Song Meaning
The narrator grapples with a profound sadness, a feeling that arrives without a clear cause. They acknowledge a conditional presence: "When you're not with him." This suggests a relationship dynamic where the narrator's happiness or solace is directly tied to the absence of another person, creating an immediate emotional tension.
The core of the song lies in this precarious waiting. The narrator is "hooked to his waves," "his life," "his endeavor," "his hair," "his ways," and "his eyes." This repeated imagery of being attached to the other man's existence highlights a desperate, almost passive state. The narrator is carried along by the other man's life, unable to fully engage with their own desires or emotions, asking love to "tell me how long the path" of these delays.

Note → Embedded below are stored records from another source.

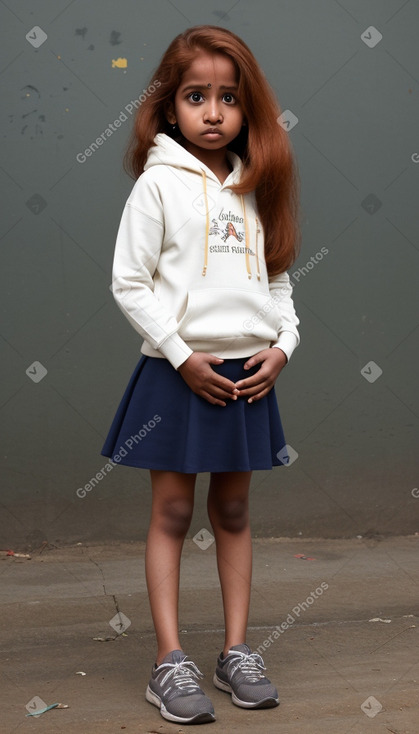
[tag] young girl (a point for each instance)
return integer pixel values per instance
(203, 246)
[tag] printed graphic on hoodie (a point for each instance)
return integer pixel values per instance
(219, 229)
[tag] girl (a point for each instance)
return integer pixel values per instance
(203, 246)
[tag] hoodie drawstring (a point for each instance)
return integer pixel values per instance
(246, 234)
(204, 271)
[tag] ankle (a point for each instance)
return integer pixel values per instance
(161, 654)
(227, 648)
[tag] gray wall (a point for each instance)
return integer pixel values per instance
(358, 155)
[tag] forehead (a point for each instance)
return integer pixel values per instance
(211, 68)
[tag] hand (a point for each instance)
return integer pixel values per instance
(204, 381)
(273, 360)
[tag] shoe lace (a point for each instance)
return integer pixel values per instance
(182, 675)
(251, 664)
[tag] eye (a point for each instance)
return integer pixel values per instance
(195, 96)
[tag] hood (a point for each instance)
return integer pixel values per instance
(168, 152)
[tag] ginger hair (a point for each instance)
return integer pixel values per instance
(269, 167)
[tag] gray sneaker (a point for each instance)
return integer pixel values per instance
(240, 673)
(174, 690)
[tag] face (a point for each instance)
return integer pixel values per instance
(206, 107)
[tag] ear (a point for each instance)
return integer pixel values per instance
(169, 111)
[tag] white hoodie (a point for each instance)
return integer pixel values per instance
(189, 271)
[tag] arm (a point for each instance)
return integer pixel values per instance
(274, 359)
(137, 251)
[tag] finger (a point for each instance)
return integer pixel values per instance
(222, 382)
(219, 391)
(255, 379)
(255, 389)
(256, 359)
(212, 359)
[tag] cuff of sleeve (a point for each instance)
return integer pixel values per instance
(175, 350)
(287, 341)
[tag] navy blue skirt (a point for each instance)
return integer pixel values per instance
(162, 424)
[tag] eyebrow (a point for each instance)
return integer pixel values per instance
(205, 86)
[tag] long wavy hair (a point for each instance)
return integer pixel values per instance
(269, 167)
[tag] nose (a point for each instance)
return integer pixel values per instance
(212, 110)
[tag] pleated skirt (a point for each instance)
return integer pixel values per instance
(162, 424)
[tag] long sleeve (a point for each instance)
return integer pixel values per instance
(137, 251)
(280, 289)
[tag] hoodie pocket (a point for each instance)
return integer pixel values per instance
(222, 313)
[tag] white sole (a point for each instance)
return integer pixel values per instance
(156, 701)
(265, 703)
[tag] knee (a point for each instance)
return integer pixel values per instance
(231, 515)
(176, 516)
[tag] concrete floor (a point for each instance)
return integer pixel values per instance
(337, 671)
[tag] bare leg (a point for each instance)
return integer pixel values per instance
(171, 513)
(228, 512)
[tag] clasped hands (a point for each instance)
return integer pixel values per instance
(206, 382)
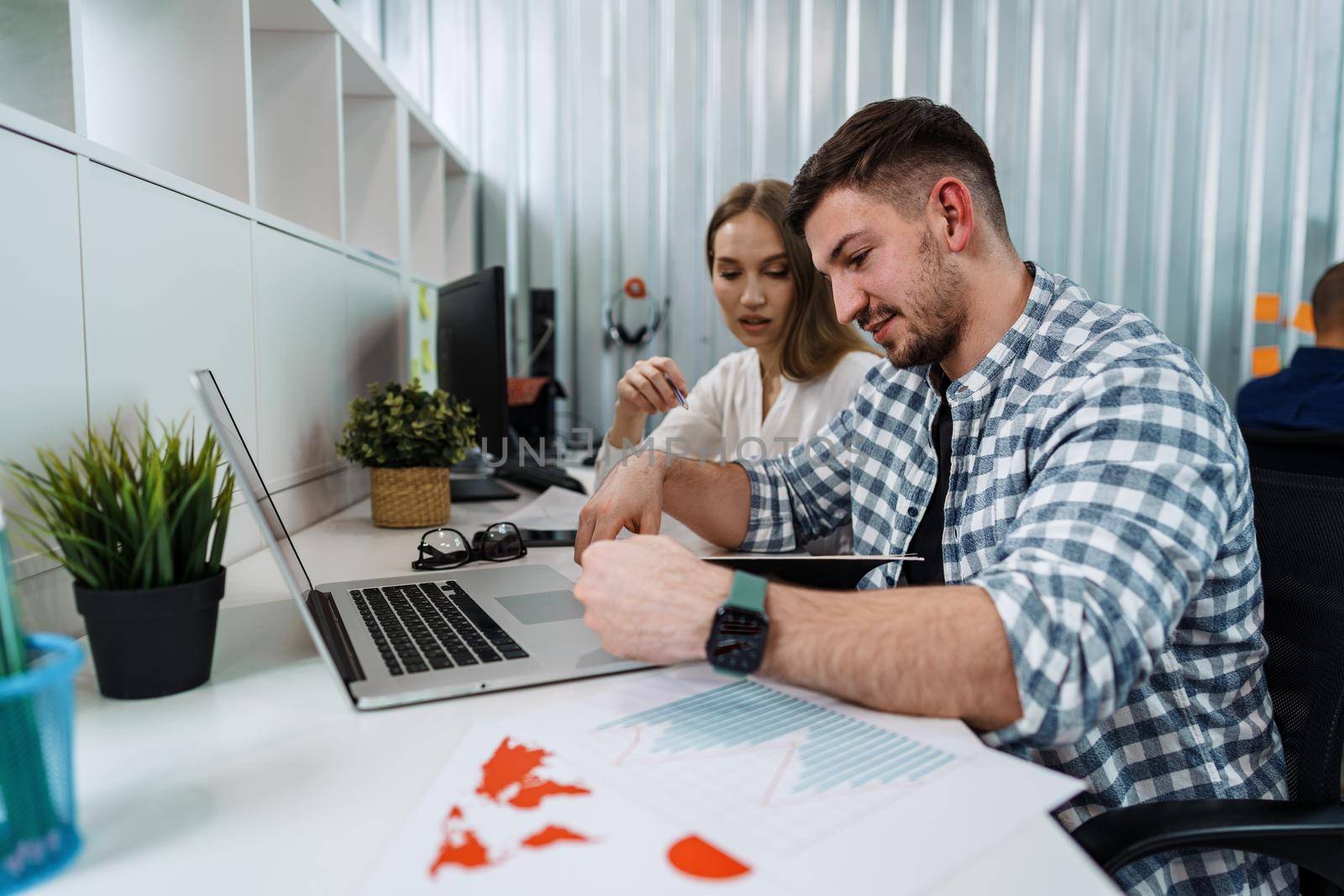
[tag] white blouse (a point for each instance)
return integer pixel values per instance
(723, 419)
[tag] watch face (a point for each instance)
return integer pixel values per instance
(737, 641)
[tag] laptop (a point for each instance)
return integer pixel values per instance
(428, 636)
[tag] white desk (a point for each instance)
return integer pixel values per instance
(266, 781)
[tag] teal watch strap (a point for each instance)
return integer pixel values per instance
(748, 591)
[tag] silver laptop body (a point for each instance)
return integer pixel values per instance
(531, 605)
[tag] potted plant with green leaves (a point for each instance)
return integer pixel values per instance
(140, 526)
(407, 438)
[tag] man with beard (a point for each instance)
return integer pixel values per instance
(1090, 597)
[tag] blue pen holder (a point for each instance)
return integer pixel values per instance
(38, 833)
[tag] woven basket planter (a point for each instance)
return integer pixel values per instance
(410, 497)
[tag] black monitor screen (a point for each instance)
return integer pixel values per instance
(472, 362)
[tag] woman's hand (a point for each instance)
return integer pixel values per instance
(644, 390)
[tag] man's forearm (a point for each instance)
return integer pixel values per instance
(712, 499)
(929, 652)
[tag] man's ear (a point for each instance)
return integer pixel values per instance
(953, 211)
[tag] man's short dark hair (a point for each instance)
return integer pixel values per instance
(898, 149)
(1328, 300)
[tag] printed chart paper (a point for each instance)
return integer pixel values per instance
(507, 815)
(685, 781)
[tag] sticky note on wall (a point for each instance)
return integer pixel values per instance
(1304, 320)
(1265, 360)
(1267, 308)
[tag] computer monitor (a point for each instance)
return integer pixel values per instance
(472, 358)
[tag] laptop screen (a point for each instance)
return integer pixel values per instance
(249, 477)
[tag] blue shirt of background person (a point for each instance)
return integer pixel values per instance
(1310, 394)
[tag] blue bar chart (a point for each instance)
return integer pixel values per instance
(776, 763)
(832, 750)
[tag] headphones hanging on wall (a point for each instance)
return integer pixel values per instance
(613, 317)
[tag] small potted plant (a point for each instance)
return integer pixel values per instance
(407, 438)
(141, 530)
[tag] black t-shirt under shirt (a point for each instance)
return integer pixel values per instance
(927, 539)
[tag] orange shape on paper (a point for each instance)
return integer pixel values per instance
(463, 849)
(698, 859)
(1267, 308)
(1265, 360)
(1304, 320)
(511, 770)
(550, 835)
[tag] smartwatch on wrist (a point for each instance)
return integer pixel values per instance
(737, 638)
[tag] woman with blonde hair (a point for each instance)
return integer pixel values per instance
(800, 365)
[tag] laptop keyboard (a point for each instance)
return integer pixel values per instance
(428, 625)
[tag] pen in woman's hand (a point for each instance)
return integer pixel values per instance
(678, 392)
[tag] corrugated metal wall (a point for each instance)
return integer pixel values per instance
(1176, 156)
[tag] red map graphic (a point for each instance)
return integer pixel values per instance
(699, 859)
(510, 772)
(508, 778)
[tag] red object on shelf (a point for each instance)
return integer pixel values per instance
(526, 390)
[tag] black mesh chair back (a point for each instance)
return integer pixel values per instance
(1300, 532)
(1310, 453)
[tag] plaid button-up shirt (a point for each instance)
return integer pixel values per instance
(1100, 495)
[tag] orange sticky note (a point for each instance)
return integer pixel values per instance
(1267, 308)
(1303, 320)
(1265, 360)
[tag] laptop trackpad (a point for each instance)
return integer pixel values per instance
(543, 606)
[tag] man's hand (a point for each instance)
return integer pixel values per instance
(649, 598)
(631, 497)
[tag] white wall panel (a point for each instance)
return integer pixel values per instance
(42, 369)
(167, 291)
(300, 347)
(37, 70)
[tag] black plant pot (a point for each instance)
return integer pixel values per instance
(152, 642)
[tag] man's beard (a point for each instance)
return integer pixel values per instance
(933, 316)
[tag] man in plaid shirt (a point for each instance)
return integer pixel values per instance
(1090, 597)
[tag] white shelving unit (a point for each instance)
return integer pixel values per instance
(429, 208)
(370, 110)
(230, 184)
(297, 114)
(167, 83)
(276, 110)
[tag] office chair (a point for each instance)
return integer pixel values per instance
(1300, 531)
(1296, 452)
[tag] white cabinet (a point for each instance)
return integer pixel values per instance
(42, 364)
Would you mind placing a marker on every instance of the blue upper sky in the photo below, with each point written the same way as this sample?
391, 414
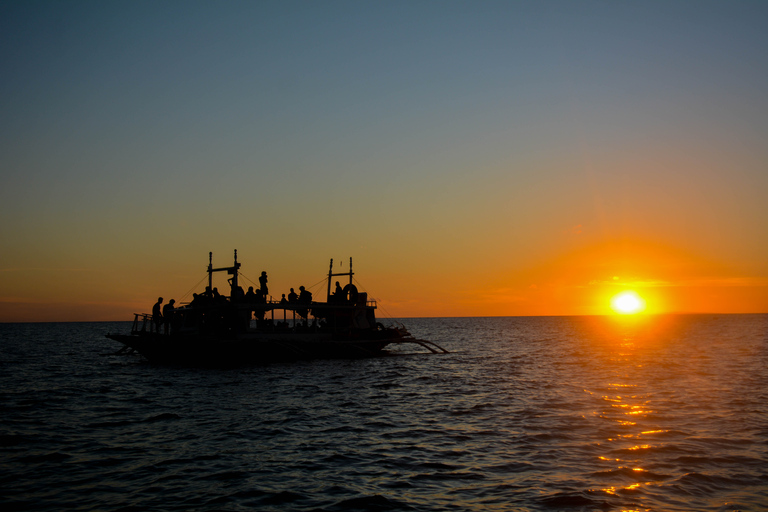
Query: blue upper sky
426, 118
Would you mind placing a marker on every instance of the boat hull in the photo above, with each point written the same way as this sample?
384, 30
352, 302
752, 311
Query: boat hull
198, 350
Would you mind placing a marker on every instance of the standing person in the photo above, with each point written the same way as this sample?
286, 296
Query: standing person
157, 316
168, 316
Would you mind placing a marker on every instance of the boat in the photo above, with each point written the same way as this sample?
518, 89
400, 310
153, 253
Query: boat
251, 328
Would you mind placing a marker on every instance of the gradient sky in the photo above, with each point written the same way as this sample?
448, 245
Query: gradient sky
474, 158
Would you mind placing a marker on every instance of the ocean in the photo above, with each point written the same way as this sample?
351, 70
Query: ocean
660, 413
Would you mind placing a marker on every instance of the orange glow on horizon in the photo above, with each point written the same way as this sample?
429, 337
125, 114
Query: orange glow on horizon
628, 303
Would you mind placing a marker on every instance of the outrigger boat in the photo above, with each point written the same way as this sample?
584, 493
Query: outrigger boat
240, 330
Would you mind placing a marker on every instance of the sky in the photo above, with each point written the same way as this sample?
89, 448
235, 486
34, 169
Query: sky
474, 158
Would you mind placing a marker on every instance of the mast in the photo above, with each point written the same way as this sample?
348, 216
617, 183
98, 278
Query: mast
331, 274
230, 270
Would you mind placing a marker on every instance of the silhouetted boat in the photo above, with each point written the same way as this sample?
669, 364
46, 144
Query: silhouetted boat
241, 329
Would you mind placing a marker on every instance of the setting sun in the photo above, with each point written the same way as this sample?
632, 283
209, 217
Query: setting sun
627, 303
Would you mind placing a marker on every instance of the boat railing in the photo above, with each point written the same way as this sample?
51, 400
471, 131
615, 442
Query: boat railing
142, 323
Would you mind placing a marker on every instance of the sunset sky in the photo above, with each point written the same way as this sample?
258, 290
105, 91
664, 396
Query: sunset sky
474, 158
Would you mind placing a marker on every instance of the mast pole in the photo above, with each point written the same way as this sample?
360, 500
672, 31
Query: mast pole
234, 276
210, 270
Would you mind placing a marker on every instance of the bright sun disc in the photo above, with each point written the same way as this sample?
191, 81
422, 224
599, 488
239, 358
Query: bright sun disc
627, 303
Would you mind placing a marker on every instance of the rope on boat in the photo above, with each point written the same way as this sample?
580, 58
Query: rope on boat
429, 345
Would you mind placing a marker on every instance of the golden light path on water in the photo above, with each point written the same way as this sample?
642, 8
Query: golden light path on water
628, 403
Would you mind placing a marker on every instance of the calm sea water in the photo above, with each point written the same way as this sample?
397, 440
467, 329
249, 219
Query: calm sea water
560, 413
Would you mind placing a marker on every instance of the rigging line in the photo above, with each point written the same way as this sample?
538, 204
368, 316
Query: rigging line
195, 286
387, 314
248, 278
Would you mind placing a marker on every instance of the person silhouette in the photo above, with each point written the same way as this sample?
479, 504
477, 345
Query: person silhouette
157, 315
168, 316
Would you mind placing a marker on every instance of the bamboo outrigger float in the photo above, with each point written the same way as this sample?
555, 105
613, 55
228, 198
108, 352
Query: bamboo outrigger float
243, 328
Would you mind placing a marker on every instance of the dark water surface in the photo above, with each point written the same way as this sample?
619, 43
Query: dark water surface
561, 413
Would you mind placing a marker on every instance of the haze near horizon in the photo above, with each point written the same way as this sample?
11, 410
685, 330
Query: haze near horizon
473, 158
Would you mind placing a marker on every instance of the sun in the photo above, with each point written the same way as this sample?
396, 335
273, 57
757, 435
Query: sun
627, 303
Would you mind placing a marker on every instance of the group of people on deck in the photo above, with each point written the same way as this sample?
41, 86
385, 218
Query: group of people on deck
162, 316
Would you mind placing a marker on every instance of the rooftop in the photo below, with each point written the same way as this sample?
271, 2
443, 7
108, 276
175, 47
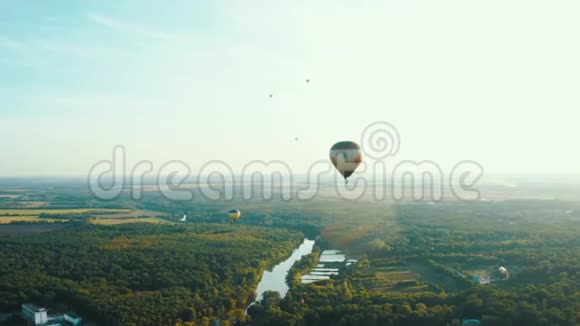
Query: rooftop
33, 307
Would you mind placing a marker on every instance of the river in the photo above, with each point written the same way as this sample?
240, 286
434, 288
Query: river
275, 280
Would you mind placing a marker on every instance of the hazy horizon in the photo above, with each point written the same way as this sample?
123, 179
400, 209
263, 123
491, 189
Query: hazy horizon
492, 82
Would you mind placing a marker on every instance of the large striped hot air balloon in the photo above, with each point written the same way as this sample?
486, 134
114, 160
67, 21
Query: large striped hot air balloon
346, 157
234, 214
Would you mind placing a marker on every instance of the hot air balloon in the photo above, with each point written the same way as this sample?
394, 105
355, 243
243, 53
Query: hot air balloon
234, 214
346, 157
504, 272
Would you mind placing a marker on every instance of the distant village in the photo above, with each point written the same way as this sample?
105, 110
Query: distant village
35, 315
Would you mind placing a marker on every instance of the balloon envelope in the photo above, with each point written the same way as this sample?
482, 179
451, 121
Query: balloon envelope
346, 157
234, 214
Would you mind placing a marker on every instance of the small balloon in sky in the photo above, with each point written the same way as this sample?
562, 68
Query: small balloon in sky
234, 214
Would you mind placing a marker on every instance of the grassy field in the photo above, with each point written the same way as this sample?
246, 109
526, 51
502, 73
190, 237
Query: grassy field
36, 212
117, 221
10, 219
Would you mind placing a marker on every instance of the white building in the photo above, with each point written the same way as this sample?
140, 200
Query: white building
34, 315
39, 316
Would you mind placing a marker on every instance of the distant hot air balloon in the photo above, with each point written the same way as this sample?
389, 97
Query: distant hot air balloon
234, 214
503, 272
346, 157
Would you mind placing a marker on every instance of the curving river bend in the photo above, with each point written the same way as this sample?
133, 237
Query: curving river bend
275, 280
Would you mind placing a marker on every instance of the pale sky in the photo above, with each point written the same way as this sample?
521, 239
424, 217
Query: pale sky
492, 81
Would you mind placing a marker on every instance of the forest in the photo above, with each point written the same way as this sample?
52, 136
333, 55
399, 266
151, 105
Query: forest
418, 263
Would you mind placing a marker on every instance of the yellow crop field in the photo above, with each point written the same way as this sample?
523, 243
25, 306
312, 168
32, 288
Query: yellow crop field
117, 221
36, 212
10, 219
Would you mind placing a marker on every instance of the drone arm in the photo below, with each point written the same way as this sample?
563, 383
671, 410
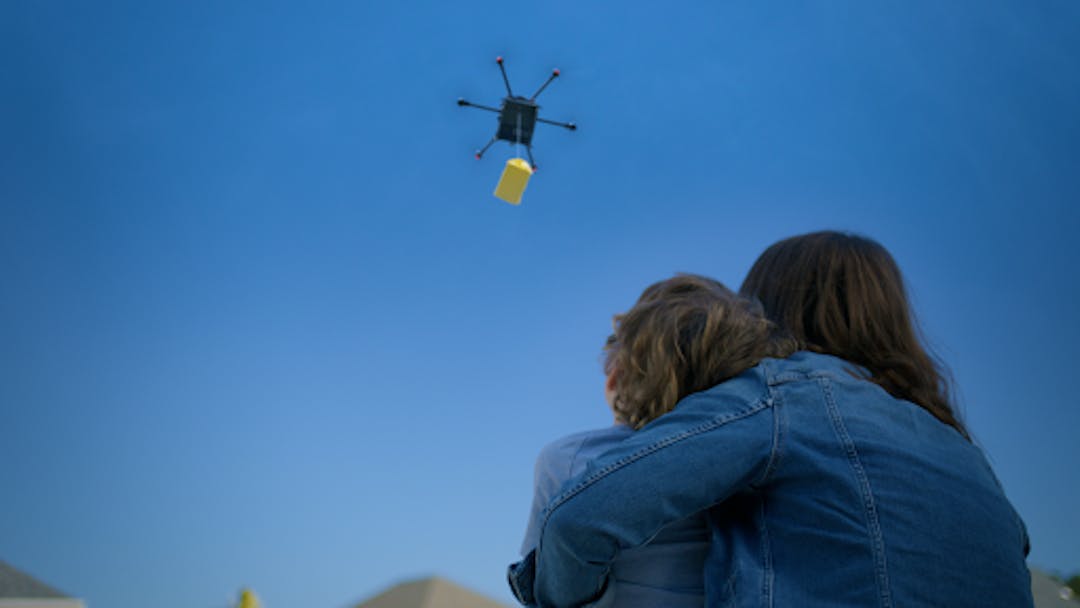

The repeated plea, "Love that carries me," functions as an invocation, a desperate appeal to an abstract force to manage the narrator's emotional state. The narrator asks love to "keep my illusions" and "my wounds," to "save me from the shipwreck" of the other man's presence, and to "take care of my enthusiasm and my anger." This shows a profound lack of agency, an outsourcing of self-management to this abstract "love" that is itself entangled with the other man's life.
Ultimately, the lyrics reveal a yearning for an incomplete connection, a desire to "love her without her being all mine." The narrator settles for "an affection from afternoon to afternoons and middays," a fragmented, secondary form of love. This acceptance of limited affection, while still feeling the sting of sadness and the weight of waiting, is what makes the narrator's plight so poignant and relatable.